SIMBAD references

Circumstellar disks and outflows play a fundamental role in star formation. Infrared spectro-interferometry allows the inner accretion-ejection region to be resolved. We study the disk and Brγ-emitting region of MWC 297 with high spatial and spectral resolution and compare our observations with disk-wind models. We measured interferometric visibilities, wavelength-differential phases, and closure phases of MWC 297 with a spectral resolution of 12000. To interpret our MWC 297 observations, we employed disk-wind models. The measured continuum visibilities confirm previous results that the continuum-emitting region of MWC 297 is remarkably compact. We derive a continuum ring-fit radius of ∼2.2mas (∼0.56AU at a distance of 250pc), which is ∼5.4 times smaller than the 3 AU dust sublimation radius expected for silicate grains (in the absence of radiation-shielding material). The strongly wavelength-dependent and asymmetric Brγ-emitting region is more extended (∼2.7times) than the continuum-emitting region. At the center of the Brγ line, we derive a Gaussian fit radius of ∼6.3mas HWHM (∼1.6AU). To interpret the observations, we employ a magneto-centrifugally driven disk-wind model consisting of an accretion disk, which emits the observed continuum radiation, and a disk wind, which emits the Brγ line. The calculated wavelength-dependent model intensity distributions and Brγ line profiles are compared with the observations (i.e., K-band spectrum, visibilities, differential phases, and closure phases). The closest fitting model predicts a continuum-emitting disk with an inner radius of ∼0.3AU and a disk wind ejection region with an inner radius of ∼0.5AU (∼17.5 stellar radii).
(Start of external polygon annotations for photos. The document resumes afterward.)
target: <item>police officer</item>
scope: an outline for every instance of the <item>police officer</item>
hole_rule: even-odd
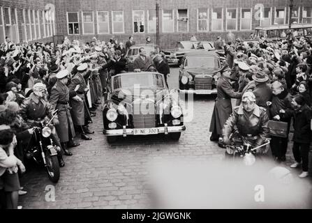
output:
[[[77,96],[81,99],[80,100],[76,100],[72,98],[70,102],[72,107],[73,123],[81,131],[81,139],[84,140],[92,139],[87,134],[94,133],[91,132],[85,125],[85,113],[88,112],[88,111],[87,111],[87,108],[85,105],[86,98],[84,95],[88,92],[89,89],[83,75],[87,68],[88,66],[87,63],[82,63],[78,66],[77,68],[78,72],[72,78],[71,83],[68,86],[69,89],[71,91],[73,91],[77,87]]]
[[[67,148],[79,146],[79,144],[73,142],[72,139],[75,137],[75,133],[68,102],[70,97],[73,98],[73,100],[80,100],[80,98],[78,99],[77,98],[79,97],[75,95],[75,91],[70,93],[70,91],[66,86],[68,81],[68,74],[69,72],[67,70],[61,70],[57,74],[57,81],[51,89],[49,101],[54,111],[57,110],[59,123],[56,125],[57,131],[60,138],[64,154],[70,156],[73,155],[73,153]]]
[[[45,92],[46,91],[45,85],[42,83],[37,83],[34,85],[33,93],[31,93],[29,98],[26,98],[21,105],[21,109],[20,114],[25,121],[31,126],[36,126],[36,122],[42,121],[43,120],[49,121],[53,116],[53,107],[46,100],[44,100]],[[59,123],[59,119],[55,117],[53,119],[53,123],[55,125]],[[55,144],[61,147],[61,144],[57,139],[55,130],[52,130],[51,137],[52,138]],[[63,167],[65,166],[65,162],[63,160],[62,155],[60,151],[58,151],[57,157],[59,160],[59,166]]]
[[[235,125],[237,128],[239,136],[243,137],[251,146],[260,146],[265,141],[269,132],[269,118],[266,109],[258,106],[255,100],[253,93],[244,93],[242,105],[234,108],[224,124],[222,136],[225,144],[230,144],[230,135]]]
We obtain a disk-wind half-opening angle (the angle between the rotation axis and the innermost streamline of the disk wind) of ∼80°, which is larger than in T Tau models, and a disk inclination angle of ∼20° (i.e., almost pole-on). Our observations with a spectral resolution of 12000 allow us to study the AU-scale environment of MWC 297 in ∼10 different spectral channels across the Brγ emission line. We show that the K-band flux, visibilities, and remarkably strong phases can be explained by the employed magneto-centrifugally driven disk wind model.